«Aujourd'hui, je suis en colère.» Sa voix est pourtant remarquablement calme au téléphone. Guillaume Briquet nous appelle de la zone de conflit ukrainienne. L'appel vidéo ne passe pas, il faudra se contenter d'un appel classique. Le Genevois revient pour Blick sur l'attaque par les forces russes dont il a fait l'objet ce week-end, alors qu'il était en reportage dans le sud du pays pour le compte d'un média dont il taira le nom.
«J'ai l'habitude des zones de conflits et me suis déjà fait tirer dessus, mais là, que ça vienne de forces officielles..», nous lâche-t-il, sans finir sa phrase.
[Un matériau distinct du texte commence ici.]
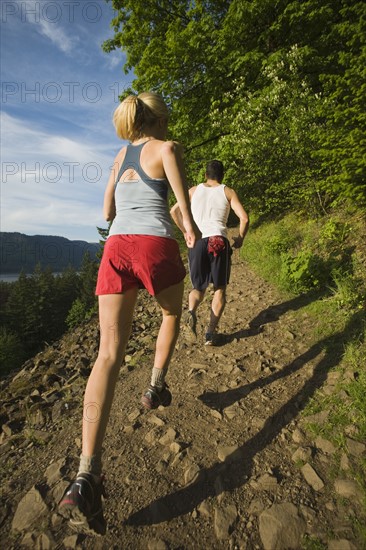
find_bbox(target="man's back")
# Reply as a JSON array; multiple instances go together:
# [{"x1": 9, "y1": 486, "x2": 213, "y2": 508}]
[{"x1": 191, "y1": 183, "x2": 230, "y2": 238}]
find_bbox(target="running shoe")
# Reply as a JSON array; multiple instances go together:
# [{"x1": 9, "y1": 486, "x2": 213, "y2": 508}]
[
  {"x1": 59, "y1": 473, "x2": 107, "y2": 535},
  {"x1": 141, "y1": 382, "x2": 172, "y2": 410},
  {"x1": 205, "y1": 332, "x2": 214, "y2": 346}
]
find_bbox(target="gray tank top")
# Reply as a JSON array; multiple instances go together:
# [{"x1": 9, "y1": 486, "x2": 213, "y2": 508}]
[{"x1": 108, "y1": 142, "x2": 174, "y2": 238}]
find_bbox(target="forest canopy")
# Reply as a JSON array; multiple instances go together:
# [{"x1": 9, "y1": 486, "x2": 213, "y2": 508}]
[{"x1": 103, "y1": 0, "x2": 366, "y2": 219}]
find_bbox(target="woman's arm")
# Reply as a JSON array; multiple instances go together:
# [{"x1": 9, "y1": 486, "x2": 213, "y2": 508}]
[{"x1": 103, "y1": 147, "x2": 126, "y2": 222}]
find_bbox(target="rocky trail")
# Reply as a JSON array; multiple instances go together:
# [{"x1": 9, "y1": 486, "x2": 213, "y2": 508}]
[{"x1": 0, "y1": 235, "x2": 365, "y2": 550}]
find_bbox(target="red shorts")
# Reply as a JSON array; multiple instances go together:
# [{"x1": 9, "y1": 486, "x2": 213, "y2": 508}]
[{"x1": 95, "y1": 235, "x2": 186, "y2": 296}]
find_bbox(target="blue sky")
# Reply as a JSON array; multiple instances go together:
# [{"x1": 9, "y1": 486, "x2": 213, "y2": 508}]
[{"x1": 0, "y1": 0, "x2": 133, "y2": 242}]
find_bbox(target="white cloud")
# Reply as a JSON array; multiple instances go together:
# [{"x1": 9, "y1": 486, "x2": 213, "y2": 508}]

Il a été attaqué alors qu'il roulait dans une voiture clairement estampillée «presse». Un drapeau suisse ornait son tableau de bord. «Ils ont tiré sans sommation depuis le côté de la route.» Deux balles tirées au niveau de la tête: «C'était donc pour tuer.» Deux autres visent le siège passager. Les tirs étaient croisés et ont traversé le véhicule en diagonale, nous explique-t-il. Il arrête immédiatement le véhicule. Surgissent alors une dizaine d'hommes en uniforme non marqués, mais qui lui rappellent celui des Spetsnaz, des forces spéciales russes qui s'infiltrent derrière les lignes ennemies. «Ils étaient tout près, je ne roulais pas vite.» Il décide de sortir immédiatement du véhicule, par peur que ces gestes à l'intérieur de l'habitacle, moins visibles, ne soient mal interprétés. Il crie «Journaliste!», avant de demander de quel camp sont les soldats qui le tiennent en joue. «Ruskii», lui répond-on.
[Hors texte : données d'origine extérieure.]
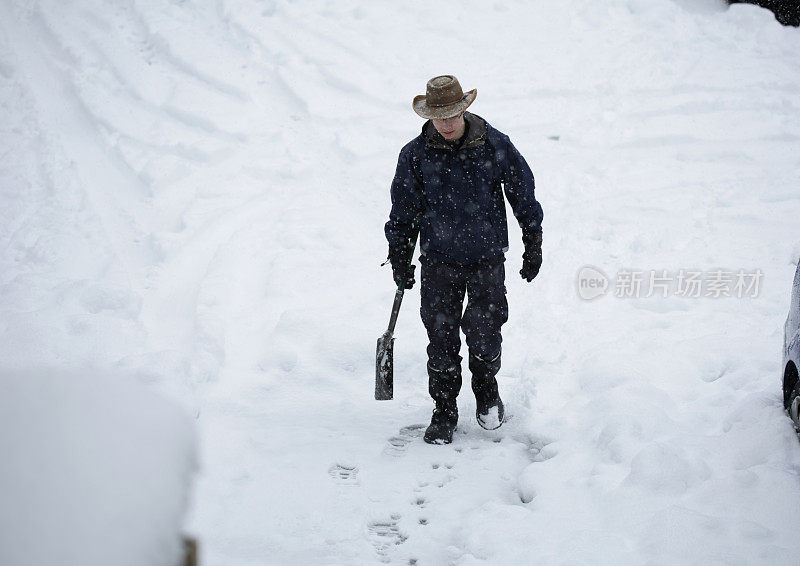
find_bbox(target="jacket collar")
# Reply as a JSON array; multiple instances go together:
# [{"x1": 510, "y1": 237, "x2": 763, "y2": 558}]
[{"x1": 422, "y1": 112, "x2": 487, "y2": 150}]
Il refuse de leur céder son appareil photo
Cela fait sens pour lui: certains d'entre eux ont des traits asiatiques, chose rare parmi les forces ukrainiennes, nous assure-t-il. Ils commencent par vider sa voiture, mangent sa nourriture, empochent son argent. «Je me suis fait attaquer par des voyous!», s'énerve-t-il. Ce n'est que lorsqu'ils s'en prennent à son matériel photographique qu'il se défend: «Je leur ai dit que s'ils me prenaient mon appareil, ils pouvaient aussi bien me tuer, je ne partirai pas sans.» Les soldats finissent, à son grand étonnement, par le lui rendre et lui laissent également ses téléphones portables. En revanche, il ne récupèrera ni son ordinateur, ni ses disques dur externes.
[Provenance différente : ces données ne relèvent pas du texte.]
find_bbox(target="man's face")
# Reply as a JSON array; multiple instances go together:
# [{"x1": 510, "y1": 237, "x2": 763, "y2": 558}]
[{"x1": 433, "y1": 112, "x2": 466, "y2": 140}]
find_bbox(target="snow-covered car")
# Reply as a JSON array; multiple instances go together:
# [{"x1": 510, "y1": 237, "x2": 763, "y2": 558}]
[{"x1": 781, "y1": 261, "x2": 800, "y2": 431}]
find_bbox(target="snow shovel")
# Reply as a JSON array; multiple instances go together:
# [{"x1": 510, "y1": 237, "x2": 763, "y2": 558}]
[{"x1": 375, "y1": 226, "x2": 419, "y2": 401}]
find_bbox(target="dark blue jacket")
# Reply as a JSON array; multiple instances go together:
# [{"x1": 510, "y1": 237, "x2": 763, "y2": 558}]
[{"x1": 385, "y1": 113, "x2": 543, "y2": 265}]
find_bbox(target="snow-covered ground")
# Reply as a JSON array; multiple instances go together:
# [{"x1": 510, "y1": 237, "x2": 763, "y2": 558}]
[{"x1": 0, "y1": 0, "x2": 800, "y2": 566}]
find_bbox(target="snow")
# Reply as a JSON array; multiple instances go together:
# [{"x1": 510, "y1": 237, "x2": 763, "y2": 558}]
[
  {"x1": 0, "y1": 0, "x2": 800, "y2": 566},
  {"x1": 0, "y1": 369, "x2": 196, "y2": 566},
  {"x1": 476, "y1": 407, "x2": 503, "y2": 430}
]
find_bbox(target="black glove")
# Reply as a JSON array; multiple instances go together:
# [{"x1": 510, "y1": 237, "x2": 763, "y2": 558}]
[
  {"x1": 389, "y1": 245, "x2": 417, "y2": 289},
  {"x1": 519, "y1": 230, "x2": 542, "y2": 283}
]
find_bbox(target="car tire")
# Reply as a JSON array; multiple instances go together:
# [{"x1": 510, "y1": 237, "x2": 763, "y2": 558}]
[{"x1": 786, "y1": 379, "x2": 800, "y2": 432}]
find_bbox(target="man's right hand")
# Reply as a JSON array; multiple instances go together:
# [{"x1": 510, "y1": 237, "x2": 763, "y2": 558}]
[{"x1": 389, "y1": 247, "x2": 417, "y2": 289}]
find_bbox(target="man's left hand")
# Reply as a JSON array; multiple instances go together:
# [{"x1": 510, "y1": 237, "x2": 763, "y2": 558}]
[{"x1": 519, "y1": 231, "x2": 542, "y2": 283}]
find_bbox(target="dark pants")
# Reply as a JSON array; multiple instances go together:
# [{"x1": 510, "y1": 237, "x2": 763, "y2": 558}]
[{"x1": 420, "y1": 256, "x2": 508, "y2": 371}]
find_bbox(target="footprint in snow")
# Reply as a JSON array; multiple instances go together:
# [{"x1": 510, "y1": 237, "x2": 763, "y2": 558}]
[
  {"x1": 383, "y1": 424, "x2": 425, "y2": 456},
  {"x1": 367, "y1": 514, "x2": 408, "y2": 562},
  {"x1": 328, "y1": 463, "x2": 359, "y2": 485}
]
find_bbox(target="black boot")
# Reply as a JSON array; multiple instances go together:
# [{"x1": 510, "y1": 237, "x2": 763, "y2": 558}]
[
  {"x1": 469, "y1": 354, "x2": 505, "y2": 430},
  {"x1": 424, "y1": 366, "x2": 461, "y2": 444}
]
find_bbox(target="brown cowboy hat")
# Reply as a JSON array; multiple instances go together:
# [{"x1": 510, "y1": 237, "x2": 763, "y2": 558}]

Briquet restera pour travailler
Entre temps, Guillaume Briquet a été pris en charge dans un hôpital ukrainien et la police locale. Ses blessures sont superficielles: des éclats de verre dans le bras, qu'on lui a retirés dans la nuit de dimanche à lundi. «Je suis content d'être vivant», nous dit-il. Nous nous montrons admiratifs face à son sang-froid extraordinaire, il déclare alors: «Dans ces moments-là, on fonctionne à l'instinct et à l'adrénaline. Visiblement, je n'ai pas trop mal réagi.»
Le journaliste n'a pas, pour l'instant, l'intention d'être rapatrié. Il nous confie vouloir continuer à travailler, dès qu'il pourra remettre la main sur un ordinateur. Il constate également la futilité de fuir le pays, à l'heure actuelle: «les bouchons s'étendent sur des centaines de kilomètres. Alors si c'est pour rester deux ou trois jours bloqués, autant rester et travailler». Sa seule crainte: une attaque russe de la ville où il se trouve. Des avions de chasse russes Mig ont survolé la zone ce matin.